History of Communism in Europe

Volume 1, 2010

Politics of Memory in Post-communist Europe

Ina Dimitrova
Pages 153-165

How We Raised a Monster: Constructing the Image of Socialism during the Post-Socialist Period in Bulgaria

Drawing on Foucault’s analyses of the legal category of “monstrosity” the paper’s focus is the way in which socialism as part of Bulgarian history was largely constructed as a “monster”. It appears that the key characteristics of the latter could be found in the ways we handle this period of history and collective memory. I argue that the concept of “monster” provides a useful entry point for considering the entity “communism”, constructed after 1989 through different representational strategies and practices of assessment. It is revealing to observe some of the typical representational practices, performed during the transition, as practices raising a kind of historical or temporal monster.
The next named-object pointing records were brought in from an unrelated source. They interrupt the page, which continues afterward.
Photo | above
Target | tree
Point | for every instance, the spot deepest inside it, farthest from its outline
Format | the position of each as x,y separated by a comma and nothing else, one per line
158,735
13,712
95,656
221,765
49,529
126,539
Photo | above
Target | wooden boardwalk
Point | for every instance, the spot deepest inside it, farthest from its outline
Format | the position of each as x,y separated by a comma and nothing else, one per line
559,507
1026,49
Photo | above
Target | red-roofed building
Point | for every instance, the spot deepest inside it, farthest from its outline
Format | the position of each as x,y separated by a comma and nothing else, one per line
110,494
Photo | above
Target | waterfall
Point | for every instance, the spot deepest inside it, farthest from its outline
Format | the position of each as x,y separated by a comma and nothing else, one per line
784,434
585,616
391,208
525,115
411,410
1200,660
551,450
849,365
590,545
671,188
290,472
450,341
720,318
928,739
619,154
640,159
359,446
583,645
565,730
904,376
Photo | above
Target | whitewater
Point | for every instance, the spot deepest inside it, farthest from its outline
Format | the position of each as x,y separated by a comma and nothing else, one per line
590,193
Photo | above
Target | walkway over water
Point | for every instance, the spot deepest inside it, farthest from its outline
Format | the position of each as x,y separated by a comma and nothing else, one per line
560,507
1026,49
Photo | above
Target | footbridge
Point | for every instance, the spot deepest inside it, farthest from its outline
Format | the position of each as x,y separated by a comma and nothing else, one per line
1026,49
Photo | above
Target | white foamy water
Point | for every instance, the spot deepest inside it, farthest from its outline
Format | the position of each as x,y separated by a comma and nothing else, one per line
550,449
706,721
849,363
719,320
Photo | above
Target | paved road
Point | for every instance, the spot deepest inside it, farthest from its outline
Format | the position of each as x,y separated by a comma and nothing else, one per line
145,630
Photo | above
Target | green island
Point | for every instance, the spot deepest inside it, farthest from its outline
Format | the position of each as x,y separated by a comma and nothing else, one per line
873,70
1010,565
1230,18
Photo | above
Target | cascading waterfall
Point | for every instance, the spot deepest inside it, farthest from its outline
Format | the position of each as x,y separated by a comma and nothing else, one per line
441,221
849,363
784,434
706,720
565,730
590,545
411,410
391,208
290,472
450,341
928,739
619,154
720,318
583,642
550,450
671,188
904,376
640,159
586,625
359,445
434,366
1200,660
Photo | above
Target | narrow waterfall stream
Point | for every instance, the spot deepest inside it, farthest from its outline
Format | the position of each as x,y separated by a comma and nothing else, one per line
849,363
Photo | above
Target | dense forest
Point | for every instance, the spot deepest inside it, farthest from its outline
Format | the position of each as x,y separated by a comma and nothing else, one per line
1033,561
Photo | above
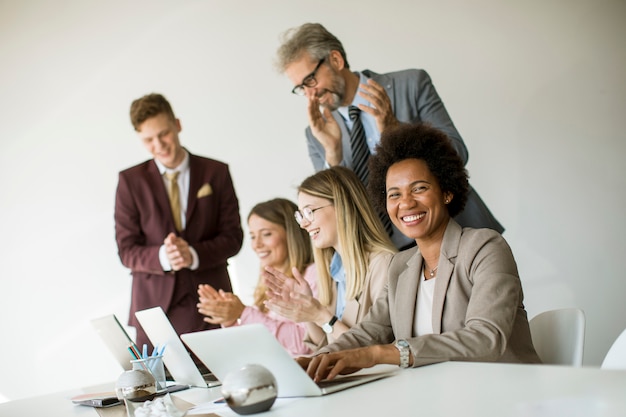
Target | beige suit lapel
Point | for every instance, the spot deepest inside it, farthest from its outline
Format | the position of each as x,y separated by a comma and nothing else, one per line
406,295
449,250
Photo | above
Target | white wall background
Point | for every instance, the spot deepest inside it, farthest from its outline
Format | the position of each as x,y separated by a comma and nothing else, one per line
536,88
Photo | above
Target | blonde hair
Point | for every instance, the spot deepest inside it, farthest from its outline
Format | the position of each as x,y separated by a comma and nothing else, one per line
280,211
359,229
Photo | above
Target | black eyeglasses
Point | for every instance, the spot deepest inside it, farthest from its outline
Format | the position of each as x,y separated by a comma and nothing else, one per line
308,81
307,213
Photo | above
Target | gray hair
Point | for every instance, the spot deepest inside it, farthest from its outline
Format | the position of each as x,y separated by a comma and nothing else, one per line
311,38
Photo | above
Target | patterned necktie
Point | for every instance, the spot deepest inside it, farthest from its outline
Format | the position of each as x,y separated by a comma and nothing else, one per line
361,155
174,194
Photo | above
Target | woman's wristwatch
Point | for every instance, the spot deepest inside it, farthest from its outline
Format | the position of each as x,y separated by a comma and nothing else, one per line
403,346
328,327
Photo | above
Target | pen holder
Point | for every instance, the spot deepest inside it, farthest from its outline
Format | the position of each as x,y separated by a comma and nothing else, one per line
153,365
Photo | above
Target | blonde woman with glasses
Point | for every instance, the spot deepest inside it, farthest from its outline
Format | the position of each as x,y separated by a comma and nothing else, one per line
351,251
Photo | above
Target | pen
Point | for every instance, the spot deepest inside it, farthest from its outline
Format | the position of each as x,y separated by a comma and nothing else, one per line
135,354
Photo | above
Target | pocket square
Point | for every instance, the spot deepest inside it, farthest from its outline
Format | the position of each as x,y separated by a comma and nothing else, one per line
205,190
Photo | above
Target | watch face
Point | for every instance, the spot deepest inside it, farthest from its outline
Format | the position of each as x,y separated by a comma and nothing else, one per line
402,343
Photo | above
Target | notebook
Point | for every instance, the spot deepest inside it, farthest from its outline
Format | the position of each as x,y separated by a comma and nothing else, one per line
115,338
176,358
229,349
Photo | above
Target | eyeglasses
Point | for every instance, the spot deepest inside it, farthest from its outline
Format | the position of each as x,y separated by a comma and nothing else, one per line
307,213
308,81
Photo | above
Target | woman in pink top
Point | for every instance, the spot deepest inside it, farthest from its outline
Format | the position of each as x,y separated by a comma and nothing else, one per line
280,243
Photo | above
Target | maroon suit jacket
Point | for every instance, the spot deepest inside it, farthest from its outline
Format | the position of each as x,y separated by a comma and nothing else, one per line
143,218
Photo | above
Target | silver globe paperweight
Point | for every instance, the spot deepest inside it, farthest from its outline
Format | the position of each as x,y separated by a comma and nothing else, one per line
251,389
135,385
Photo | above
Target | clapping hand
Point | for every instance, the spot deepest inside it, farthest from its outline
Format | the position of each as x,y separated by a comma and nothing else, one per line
381,110
219,307
291,298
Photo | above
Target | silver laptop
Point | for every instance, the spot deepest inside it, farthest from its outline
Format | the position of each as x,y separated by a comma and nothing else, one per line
115,338
176,358
228,349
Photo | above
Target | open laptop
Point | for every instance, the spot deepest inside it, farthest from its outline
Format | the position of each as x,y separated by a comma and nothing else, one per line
176,358
229,349
115,338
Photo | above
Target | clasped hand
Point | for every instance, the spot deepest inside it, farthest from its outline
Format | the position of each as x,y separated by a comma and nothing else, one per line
178,252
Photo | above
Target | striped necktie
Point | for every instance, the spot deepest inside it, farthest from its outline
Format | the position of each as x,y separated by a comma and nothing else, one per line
360,151
361,156
174,194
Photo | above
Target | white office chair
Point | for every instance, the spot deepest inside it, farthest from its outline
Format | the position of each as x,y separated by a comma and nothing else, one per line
616,356
559,336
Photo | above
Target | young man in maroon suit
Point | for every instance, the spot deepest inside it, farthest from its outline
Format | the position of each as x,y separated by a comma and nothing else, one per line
172,246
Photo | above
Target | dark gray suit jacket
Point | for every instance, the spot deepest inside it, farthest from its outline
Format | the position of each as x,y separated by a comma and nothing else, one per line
413,99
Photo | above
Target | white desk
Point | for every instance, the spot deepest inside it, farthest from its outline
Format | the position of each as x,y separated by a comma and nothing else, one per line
446,389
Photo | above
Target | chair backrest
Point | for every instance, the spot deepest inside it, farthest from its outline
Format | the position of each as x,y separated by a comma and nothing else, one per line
616,356
559,336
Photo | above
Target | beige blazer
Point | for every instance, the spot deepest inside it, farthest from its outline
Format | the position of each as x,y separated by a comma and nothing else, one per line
357,308
478,310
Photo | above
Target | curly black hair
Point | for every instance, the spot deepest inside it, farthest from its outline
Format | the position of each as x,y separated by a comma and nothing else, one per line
419,141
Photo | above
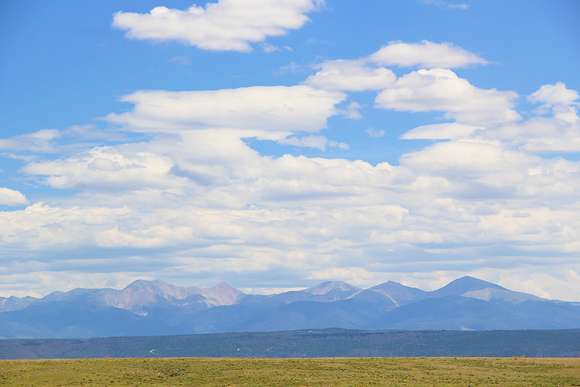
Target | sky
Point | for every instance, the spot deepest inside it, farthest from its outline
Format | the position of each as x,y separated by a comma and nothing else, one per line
275,144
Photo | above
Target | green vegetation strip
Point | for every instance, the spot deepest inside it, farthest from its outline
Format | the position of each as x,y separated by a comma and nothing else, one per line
292,372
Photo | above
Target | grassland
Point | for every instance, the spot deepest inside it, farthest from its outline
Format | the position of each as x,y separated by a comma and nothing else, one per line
292,372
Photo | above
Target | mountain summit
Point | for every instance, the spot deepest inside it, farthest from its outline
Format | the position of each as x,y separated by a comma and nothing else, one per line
157,308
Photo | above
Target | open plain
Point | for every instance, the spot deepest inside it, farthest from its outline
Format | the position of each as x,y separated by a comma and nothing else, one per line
293,372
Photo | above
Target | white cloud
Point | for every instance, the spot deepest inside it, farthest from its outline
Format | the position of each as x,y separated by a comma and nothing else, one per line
554,95
442,90
273,109
225,25
462,6
350,75
196,201
316,142
352,111
107,168
446,131
10,197
426,55
375,133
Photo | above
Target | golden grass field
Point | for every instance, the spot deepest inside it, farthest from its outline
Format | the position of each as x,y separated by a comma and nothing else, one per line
292,372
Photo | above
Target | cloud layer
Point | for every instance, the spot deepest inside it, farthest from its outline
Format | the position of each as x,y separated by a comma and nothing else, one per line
225,25
191,199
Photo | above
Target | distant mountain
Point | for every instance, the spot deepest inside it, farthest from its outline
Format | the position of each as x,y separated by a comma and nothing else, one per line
309,343
158,308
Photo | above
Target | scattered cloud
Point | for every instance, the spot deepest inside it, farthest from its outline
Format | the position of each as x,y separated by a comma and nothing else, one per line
10,197
180,60
455,5
446,131
225,25
254,109
375,133
316,142
350,75
442,90
352,111
425,54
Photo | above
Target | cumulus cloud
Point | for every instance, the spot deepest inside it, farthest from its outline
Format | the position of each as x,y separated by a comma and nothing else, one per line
10,197
375,133
425,54
194,201
273,109
106,168
446,131
225,25
554,95
442,90
317,142
350,75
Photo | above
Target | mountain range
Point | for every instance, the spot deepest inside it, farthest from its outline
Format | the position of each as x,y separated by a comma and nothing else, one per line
147,308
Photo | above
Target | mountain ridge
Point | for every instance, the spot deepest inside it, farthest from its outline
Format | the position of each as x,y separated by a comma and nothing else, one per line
147,307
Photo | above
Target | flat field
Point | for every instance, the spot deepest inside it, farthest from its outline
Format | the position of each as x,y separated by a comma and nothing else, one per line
293,372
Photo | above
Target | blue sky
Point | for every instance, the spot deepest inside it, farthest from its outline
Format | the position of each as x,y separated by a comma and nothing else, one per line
199,176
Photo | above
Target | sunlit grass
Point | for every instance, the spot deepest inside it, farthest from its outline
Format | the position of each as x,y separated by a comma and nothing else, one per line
292,372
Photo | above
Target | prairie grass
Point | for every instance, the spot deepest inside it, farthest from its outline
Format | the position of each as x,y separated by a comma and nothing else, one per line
293,372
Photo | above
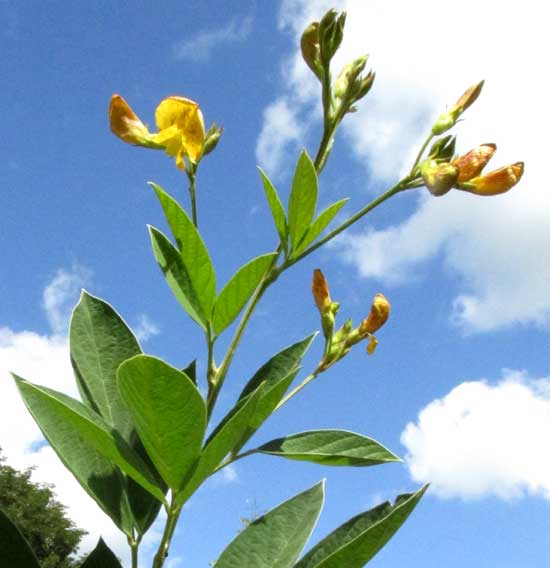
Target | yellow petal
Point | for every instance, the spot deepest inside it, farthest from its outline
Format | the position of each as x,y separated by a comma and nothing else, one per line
170,139
186,116
379,314
126,125
471,164
180,164
496,182
192,130
371,347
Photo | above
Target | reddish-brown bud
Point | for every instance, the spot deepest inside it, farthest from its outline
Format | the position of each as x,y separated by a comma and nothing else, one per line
471,164
379,314
321,293
496,182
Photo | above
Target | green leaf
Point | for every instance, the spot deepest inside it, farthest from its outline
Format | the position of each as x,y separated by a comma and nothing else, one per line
303,197
14,549
101,557
220,443
193,251
330,447
80,437
191,371
177,276
169,413
319,225
279,366
100,342
277,210
238,290
355,542
145,508
276,538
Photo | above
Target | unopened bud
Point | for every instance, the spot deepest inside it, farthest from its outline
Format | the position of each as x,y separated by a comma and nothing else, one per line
365,85
468,98
212,138
471,164
448,119
496,182
331,33
379,314
321,293
342,82
438,178
311,53
443,149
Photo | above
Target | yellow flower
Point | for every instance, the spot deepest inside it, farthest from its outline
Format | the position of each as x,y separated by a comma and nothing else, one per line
127,126
379,314
179,122
496,182
471,164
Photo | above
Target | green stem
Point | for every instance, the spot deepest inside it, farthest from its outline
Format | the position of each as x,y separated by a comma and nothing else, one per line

The paper consists of two parts. The first one elaborates the conceptual network of the discourse of monstrosity and its key features. The monster represents the transgression of natural limits, it appears only when confusion comes up, for the monster combines the impossible and the forbidden. It is the casuistry that is introduced into law by the confusion of nature. The second part draws on these features and conveys them in the thinking of history, practices of historical representation, the strategies of shaping the collective past and memory. The analysis is led by the idea, which Slavoj Žižek vividly expressed in the following way: “Perhaps the best way of encapsulating the gist of an epoch is to focus not on the explicit features that define its social and ideological edifices but on the disavowed ghosts that haunt it, dwelling in a mysterious region of nonexistent entities which non the less persist, continue to exert their efficacy” (Žižek 2001: 3).